Chez Louloute, rue d’Amsterdam, 9 heures du matin. Nonoche entre en coup de vent dans la chambre de Louloute.

Nonoche. — Chic ! Chic ! Chic et Veine ! ! ! Chic et Veine ! ! ! Il l’est ! ! ! Il l’est ! ! ! Il l’est ! ! !
Louloute, ahurie. — Y a le feu chez toi ?
Nonoche. — Non.
Louloute. — T’es malade ?
Nonoche. — Non plus.
Louloute. — Alors, tu sais, t’es pas rien piquée de venir réveiller les gens à des heures pareilles !… Ça fait la troi­sième fois que j’te vois chez moi de si bon matin… La pre­mière, c’est quand t’as cessé d’être sage et quand t’es partie de chez toi ; la seconde, y a deux ans juste, tiens, quand on t’a saisie… J’me rappelle… T’es arrivée ici avec trois robes l’une par-dessus l’autre. (La regardant plus attentivement.) Dis-moi, est-ce qu’aujourd’hui aussi, tu ?…

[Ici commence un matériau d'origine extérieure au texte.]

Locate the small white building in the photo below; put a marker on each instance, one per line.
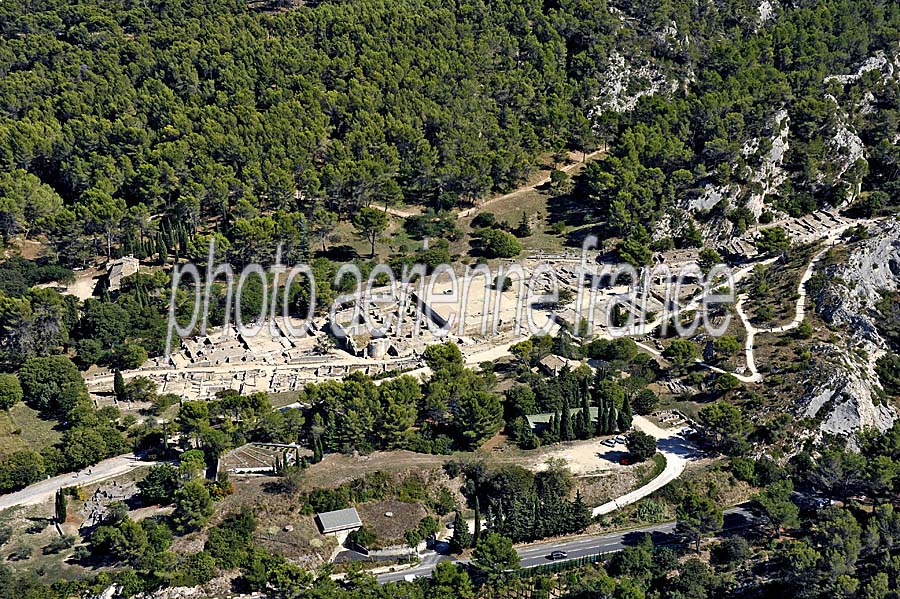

Nonoche, riant. — Triple cruche, va ! Tu n’vois donc pas comme je suis contente ?
Louloute. — Si, j’vois… Alors, qu’est-ce qui se passe ?

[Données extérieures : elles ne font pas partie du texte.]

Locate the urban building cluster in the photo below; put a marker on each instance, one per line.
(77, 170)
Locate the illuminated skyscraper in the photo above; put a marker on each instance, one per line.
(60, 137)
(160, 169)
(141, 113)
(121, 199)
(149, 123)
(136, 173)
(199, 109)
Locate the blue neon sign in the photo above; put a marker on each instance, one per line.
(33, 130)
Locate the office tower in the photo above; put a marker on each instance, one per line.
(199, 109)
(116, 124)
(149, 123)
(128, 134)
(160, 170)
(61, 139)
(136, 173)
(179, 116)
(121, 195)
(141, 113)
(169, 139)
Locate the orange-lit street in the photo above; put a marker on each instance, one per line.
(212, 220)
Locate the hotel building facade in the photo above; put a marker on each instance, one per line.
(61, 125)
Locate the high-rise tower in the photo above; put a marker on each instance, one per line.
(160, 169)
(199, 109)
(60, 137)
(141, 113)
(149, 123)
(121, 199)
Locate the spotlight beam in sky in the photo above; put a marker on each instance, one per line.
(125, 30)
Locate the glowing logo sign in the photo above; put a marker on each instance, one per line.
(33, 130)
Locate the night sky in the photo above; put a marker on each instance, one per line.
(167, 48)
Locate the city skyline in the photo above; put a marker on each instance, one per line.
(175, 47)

Nonoche. — Mais je me tue à te le dire. Edouard l’est.
Louloute. — Quoi ? Cocu ?
Nonoche, haussant les épaules. — Ministre.
Louloute. — Comme ça, tout d’go ?
Nonoche. — Oh ! il y a longtemps que ça mijotait… J’ne te l’ai pas dit, Louloute, parce que j’suis superstitieuse. Quand on a vent de quelque chose et qu’on en parle, ça n’arrive jamais. Alors, j’ai rien dit… Mais t’as pas remarqué qu’ces derniers temps, j’étais toute chose ?…
Louloute. — Un peu plus maboule que d’habitude.
Nonoche. — Et puis, t’as pas remarqué que j’te fai­sais des réussites ?… Pour que l’ministère tombât pardi ! Parce que des amis d’Édouard m’avaient expliqué qu’si l’ministère tombait, Édouard pourrait être ministre.
Louloute. — Il faisait donc de la politique ?
Nonoche. — Il en faisait sans en faire… C’est-à-dire qu’il était député, mais qu’il ne fichait rien tout d’même… Tu n’connais pas cet homme… Y a pas plus flem­mard… C’que je l’ai secoué ces derniers temps avec c’t’ histoire d’ministère qui s’renversait… T’as pas idée… Ah ! la France me doit une fière chandelle ! ! ! J’étais tout l’temps après lui… « Va voir Machin, va voir Chose ; fais-ci, fais ça, travaille… » Puis j’en parlais à tous les amis d’Edouard. Un jour que l’gros Gustave m’pelotait, j’iui dit : « J’veux bien mais jurez-moi qu’Edouard sera ministre. » Et puis à l’autre vieux birbe, j’sais plus son nom, j’disais : « Écoute, mon petit amour chéri, c’est un type comme Édouard qu’il vous faut dans l’gouvernement. Il n’fichera rien. Comme ça il n’fera pas de gaffes »
Enfin, ça y est…
Louloute. — Je comprends pas pourquoi t’es si conten­te ?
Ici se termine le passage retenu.